4 – Jogo bruto entre Guerrero e os defensores brasileiros, especialmente Miranda. Contato adicional de ambos os lados, do tipo que fica dentro do campo quando o jogo acaba. O temperamento discreto de Miranda esconde um zagueiro que não admite bullying, seja de quem for.

5 – Formidável Neymar, exercendo protagonismo e iludindo marcadores com superioridade técnica. Mas um pouco exagerado na irritação com a arbitragem. O problema é que árbitros hoje em dia tendem a perder a razão com toda a sorte de bobagens. Neymar levou um cartão amarelo por limpar a espuma usada para marcar a posição de bola nas cobranças de falta.

6 – Comandantes da arbitragem nacional, entusiastas do juiz-estrela, já estudam a importação do mexicano Roberto García para apitar no Campeonato Brasileiro. Na espuma dele ninguém toca.

7 – O Peru teve sucesso na tentativa de dificultar a saída da Seleção desde trás, mas falhou repetidas vezes na marcação em seu próprio campo. O Brasil não deveria perdoar esse nível de liberdade.

8 – O segundo tempo trouxe sérias dificuldades do Brasil para controlar a posse, o que gerou no Peru a certeza de que poderia vencer o jogo. O tímido número de ocasiões criadas foi tão preocupante quanto os defeitos de finalização, até mesmo com Neymar, que falhou em um chute de pé esquerdo já nos minutos finais.

9 – Mas o astro do Barcelona não precisa fazer gols para desequilibrar partidas. O que se percebe nesta Seleção é a falta de outros jogadores que tenham visão para construir lances como o que determinou a vitória do Brasil. O passe para Douglas Costa, desmarcado e beneficiado pela atenção defensiva que Neymar provoca, simplesmente decidiu o jogo.

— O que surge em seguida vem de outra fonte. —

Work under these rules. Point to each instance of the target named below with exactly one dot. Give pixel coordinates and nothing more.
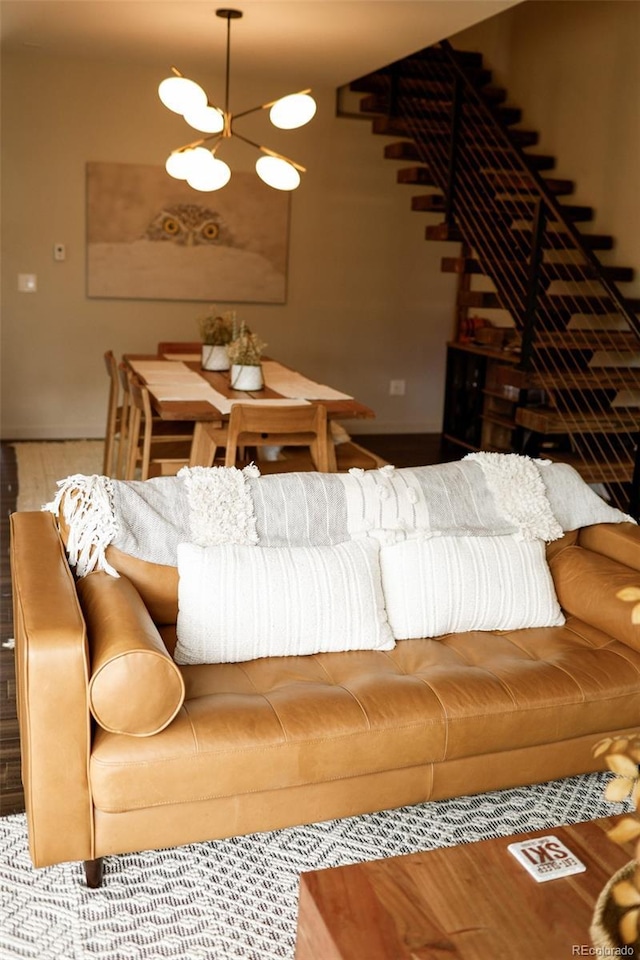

10 – A estreia deixou impressões conhecidas: Neymar é, hoje, a distância entre o Brasil e adversários historicamente inferiores. Também é um jogador que não encontra similares em sua própria seleção. Solução e, indiretamente, problema. Dar a ele a companhia que merece e que o time necessita é uma questão de oferta e escolha. Na Copa do Mundo, ficou evidente que quem precisava de ajuda para ativar Neymar era Oscar. No torneio que começou ontem para o Brasil, nem Oscar está disponível.

11 – Na frieza dos números: todos os candidatos sofreram, nem todos venceram.

ACIDENTE

O primeiro tempo de Argentina x Paraguai poderia ter terminado com vantagem de 4 x 0 para os vice-campeões mundiais, e não seria nenhum exagero. Técnicos que recuam suas equipes para proteger um placar favorável, e pagam o preço pela postura medrosa, são criticados merecidamente por falta de ambição. Não foi o que fez Gerardo Martino, que mandou Tevez e Higuaín a um jogo que vencia por 2 x 0. O empate em 2 x 2 se explica porque a Argentina jogou mal no segundo tempo, e porque o futebol é um raro esporte em que o resultado nem sempre condiz com o desempenho. Em termos de jogo, o encontro teve um claro vencedor. Essa é uma das situações em que um placar decepcionante desafia as convicções de um técnico, provocando-o a supervalorizar um acidente. Aqueles que deixam de aplicar os conceitos nos quais acreditam costumam se arrepender.